In search of efficiency – financial exclusion and technological unemployment

Every day we hear about the firms that try to make the world a better place. The new age technology firms want to erase the sources of inconvenience and delay that irritate their consumers. Every time I take the ride-hailing services of Uber to avoid the waiting time for taxis, the Book my show to avoid the queues in the cinema halls, and pay through PayTM to avoid the inconvenience of cash, I always hear about operational efficiency. Such applications claim to bring convenience for the users and run campaigns on their ethos of innovations.
But are they sincerely doing what they are supposed to solve? Do the end users need such innovations? Do these product innovations eliminate too much of hassle? In short, are they aiding society rather than harm?
Let us take a recent economic hype created by the politicians and central bankers – the demonetization. When I went through the pain of demonetization, I realised that it is not just Indians who are suffering through the pain of cashless economy. This time when my quarterly debit card statement came, I scrolled through it. To my surprise hardly there was any cash debit from my account. Enormous emphasis is placed on improving online infrastructure and online activity, particularly in the Banking and Finance sector. When we are moving so aggressively to the presence-less, paper-less and cash-less economy, we tend to forget a few fundamentals.
Many of us are happy to tap cards or phones to get to a taxi, buy a coffee or pay for groceries. But it raises the prospect of a time when we no longer carry any cash at all.
This results in no spare change for the busker on the streets, the person sleeping rough in need of a hot drink, and the donation box. This might be the rise of a cashless nation that would be mean with street vendors, small merchants and the poorest inhabitants who cannot afford the instruments of so-called convenience. It may so happen then we may further divide the mainstream society based on such media of convenience – The traditional and the modern. The societies that are in dearth need for the financial inclusion may put pressure on the same traditional who are to be banked and signed up to the financial system through financial inclusion. Many of such poorest traditional are likely to remain outside of that system creating a bigger danger of financial exclusion.
In a keynote delivered at Mobile World Congress by Ajay Banga, Mastercard’s CEO spoke about the growing global risk of creating islands, where the unbanked traditionals transact only with each other. According to Fung Global Retail & Technology, even in Sweden and Netherlands that could become the world’s first completely cashless society, significant enthusiasm gap has emerged between the traditionals and the moderns.
Now let us look at the second aspect of automation and convenience. To give a perspective, a report put out in February 2016 by Citibank, in partnership with the University of Oxford, predicted that 47 percent of US jobs and 35 per cent of UK jobs are at risk of automation.
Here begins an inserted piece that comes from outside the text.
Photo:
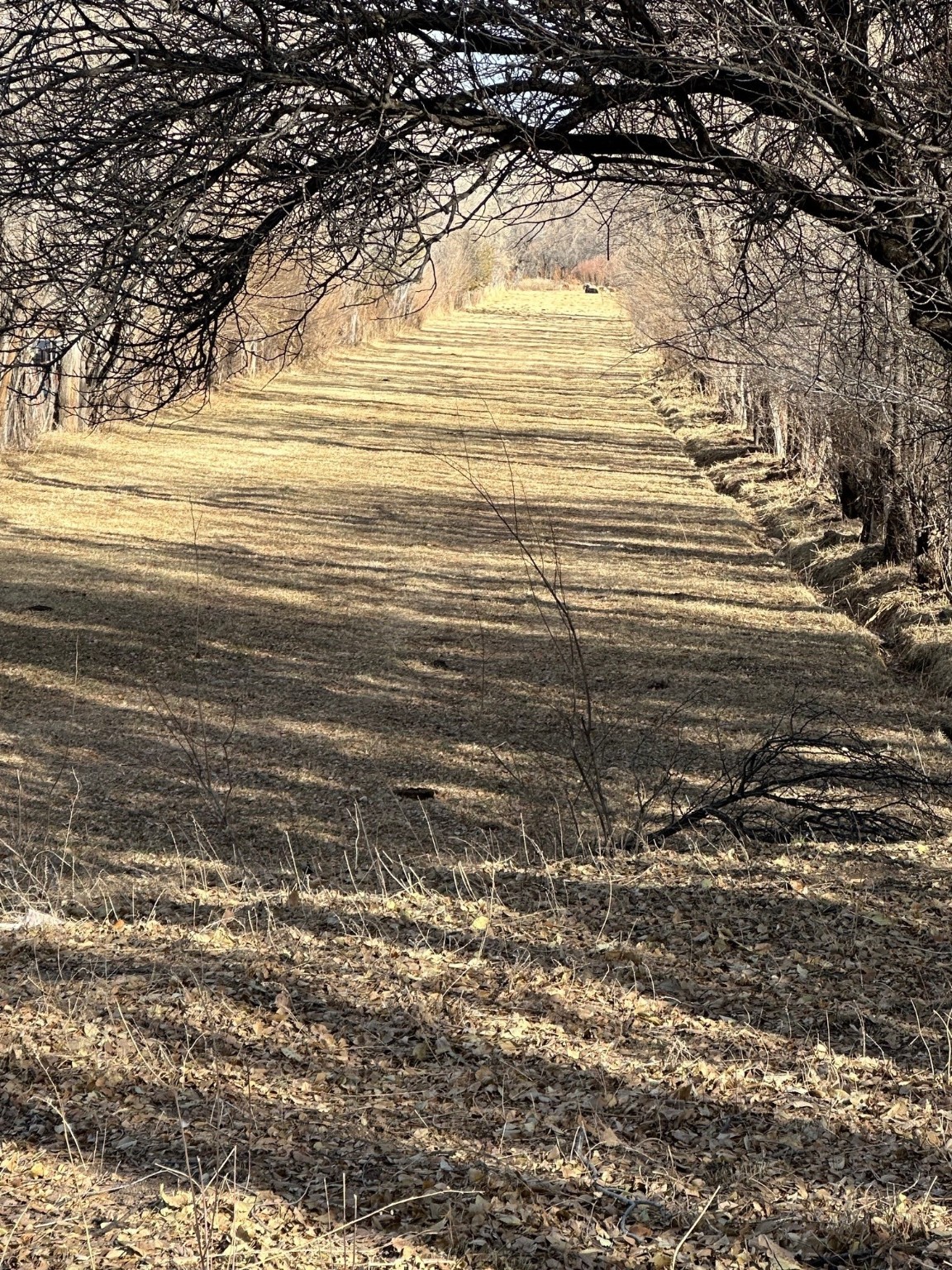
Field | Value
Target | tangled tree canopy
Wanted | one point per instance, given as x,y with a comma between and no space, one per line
160,156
In China, it’s a whopping 77 per cent, while across the OECD it’s an average of 57 percent. And three of the world’s ten largest employers, Foxconn, Walmart, and the US Department of Defence, are now replacing their workers with robots.
Predictions that automation will make humans redundant have been made before. During the Industrial Revolution textile workers, protested that machines and steam engines would destroy their livelihoods. The difference between the previous waves of automation and the current one is that workers had the option of moving from routine jobs in one industry to routine jobs in another in the earlier. But now the same data techniques that allow companies to improve their marketing and customer-service operations also give them the raw material to train machine-learning systems to perform the jobs of more and more people.
Are these developments leading to the concept of Universal Basic Income proposed by Thomas Paine, the 18th-century radical? Is this the price tag that we have given for the new era of the unemployed? Need to wait and see how the technologists, governments and central bankers would tame this problem.